Воспользуемся материалом, данным нам самими авторами. Мог ли юродивый, будучи человеком обостренной совести, обвинять Годунова, если он не знал самого факта с безусловной достоверностью, а опирался на молву? В драме названы свидетели убийства, Пимен и Шуйский, но не юродивый. Ведь если молва ошиблась, то он виновен перед Богом в неправедном оговоре царя.

Пушкинисты знают, насколько точен Пушкин в выражении своей мысли, знают и то, насколько легкость пушкинского языка, создающая ощущение беззаботности, «коварна». «Пушкин, описывая художественную подробность, делает это легко и не заботится о том, будет ли она замечена и понята читателями», – цитируя это замечание Толстого, М. С. Альтман добавляет: «Из-за этого якобы „беззаботного“ отношения Пушкина к своим произведениям они еще во многих отношениях до сих пор полностью не разъяснены»[63 - Альтман М. С. У истоков творчества Пушкина (Штрихи и заметки) // Болдинские чтения. Горький. 1978, С. 103.].

Так ли беззаботно построена, так ли односмысленна тирада Николки? Ведь в ней обвинение как бы подвешено в воздухе: в «(не) убей этих, как (не) убил того», содержится скрытая возможность невиновности Годунова. Этой тонкой нюансировки нет у эпигонов, «поправлявших» Пушкина.

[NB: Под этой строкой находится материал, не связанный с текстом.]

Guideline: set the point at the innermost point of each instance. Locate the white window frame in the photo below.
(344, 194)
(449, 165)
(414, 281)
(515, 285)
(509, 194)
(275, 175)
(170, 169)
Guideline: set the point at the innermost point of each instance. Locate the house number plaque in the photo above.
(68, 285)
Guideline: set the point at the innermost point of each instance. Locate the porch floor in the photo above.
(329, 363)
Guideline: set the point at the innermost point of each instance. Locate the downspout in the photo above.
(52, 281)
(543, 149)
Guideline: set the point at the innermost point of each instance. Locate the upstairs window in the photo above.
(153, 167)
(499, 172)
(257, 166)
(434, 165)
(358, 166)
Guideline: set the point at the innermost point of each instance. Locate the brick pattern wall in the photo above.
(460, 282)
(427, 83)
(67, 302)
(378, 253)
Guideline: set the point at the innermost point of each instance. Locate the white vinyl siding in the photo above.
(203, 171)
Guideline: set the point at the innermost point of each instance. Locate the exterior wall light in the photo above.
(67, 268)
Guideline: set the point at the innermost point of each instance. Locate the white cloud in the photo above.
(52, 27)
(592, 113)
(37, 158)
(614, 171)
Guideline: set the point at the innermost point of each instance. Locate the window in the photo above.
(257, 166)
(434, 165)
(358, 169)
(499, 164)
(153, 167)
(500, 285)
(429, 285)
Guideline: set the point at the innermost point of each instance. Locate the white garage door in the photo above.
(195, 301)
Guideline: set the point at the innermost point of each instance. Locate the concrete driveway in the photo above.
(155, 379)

Например, у М. Е. Лобанова юродивый говорит, что сам был свидетелем убийства, а на прямой вопрос Годунова (которого нет у Пушкина, и это примечательно), кто же этот убийца, в лицо и «бесстрашно» отвечает «Ты!». Есть разница в этическом слухе? Бесспорно. Поэтому не будем жалеть труда на подробный разбор того, что же значит разыгранная сцена, в каких плоскостях разворачивается смысл его слов.

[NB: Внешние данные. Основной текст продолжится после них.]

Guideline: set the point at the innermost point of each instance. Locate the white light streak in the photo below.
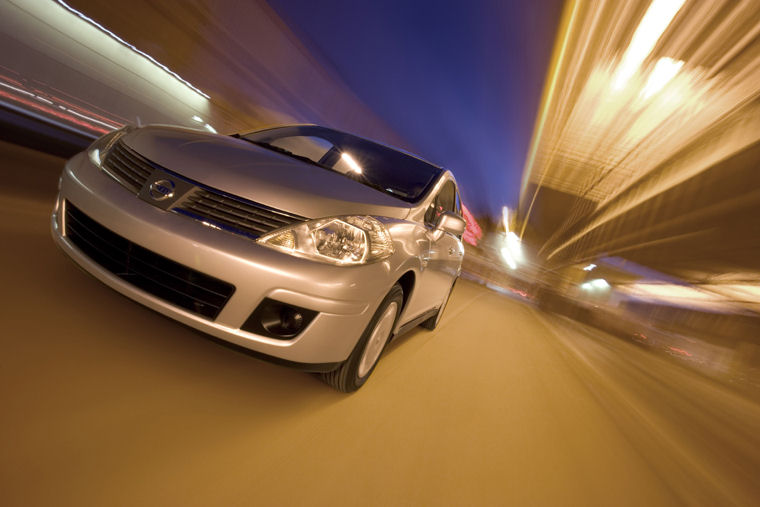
(505, 218)
(89, 118)
(133, 48)
(17, 89)
(650, 29)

Речь юродивого построена, как умозаключение по аналогии: есть посылка и вывод, связанные союзом «как», обозначающим зависимость одной части высказывания от другой[64 - Умозаключения выражаются своими словесными знаками. Этими знаками служат такие соединения предложений, высказывающих посылки и вывод, чтобы предложение, высказывающее вывод, присоединилось к предложениям, высказывающим посылки, передними или после них, посредством союзов, обозначающих зависимость, как-то: «следовательно», «значит», «поэтому», «так-что», «потому-что», «так-как», «ведь», «ибо» и т. п. (Введенский А. И. Логика как часть теории познания. СПб., 1922. С. 147.)]. Самое существенное в аналогии состоит в подразумеваемой взаимообусловленности признаков того объекта, с которым проводится параллель[65 - Вывод по аналогии основывается на предложении о необходимом характере связи признаков, общих для обоих предметов, с признаками, сосуществующими в одном из них вместе с группой общих для обоих предметов признаков. Асмус В. Ф. Избранные философские труды. Т. 1. М., 1969. С. 302. (разрядка Асмуса – А. Б)]. Из того, что дети «обижают», с необходимостью должно следовать, что их должно зарезать. В силу какой необходимости – это уж известно ему, Годунову, ибо, подчиняясь ей, он и убил маленького царевича. Для полноты аналогии требуется, чтобы и «маленький царевич» был, как и «маленькие дети», злым, способным обижать. Об этом ничего не говорится у Пушкина, но у Карамзина как раз эта сторона дела выписана тщательно. «Годунов прибегнул к вернейшему способу устранить совместника, оправдываясь слухом <…> о мнимой преждевременной наклонности Димитриевой ко злу и к жестокости: в Москве говорили <…>, что сей младенец, еще имея не более шести или семи лет от роду <…>, любит муки и кровь; с весельем смотрит на убиение животных, даже сам убивает их <…>. Царевич <…> велел сделать из снега двадцать человеческих изображений, назвал их именами первых мужей государственных, поставил рядом и начал рубить саблею: изображению Бориса отсек голову, иным – руки и ноги, приговаривая: „Так вам будет в мое царствование“»[66 - Карамзин Н.М. История… Т. X. С. 75.].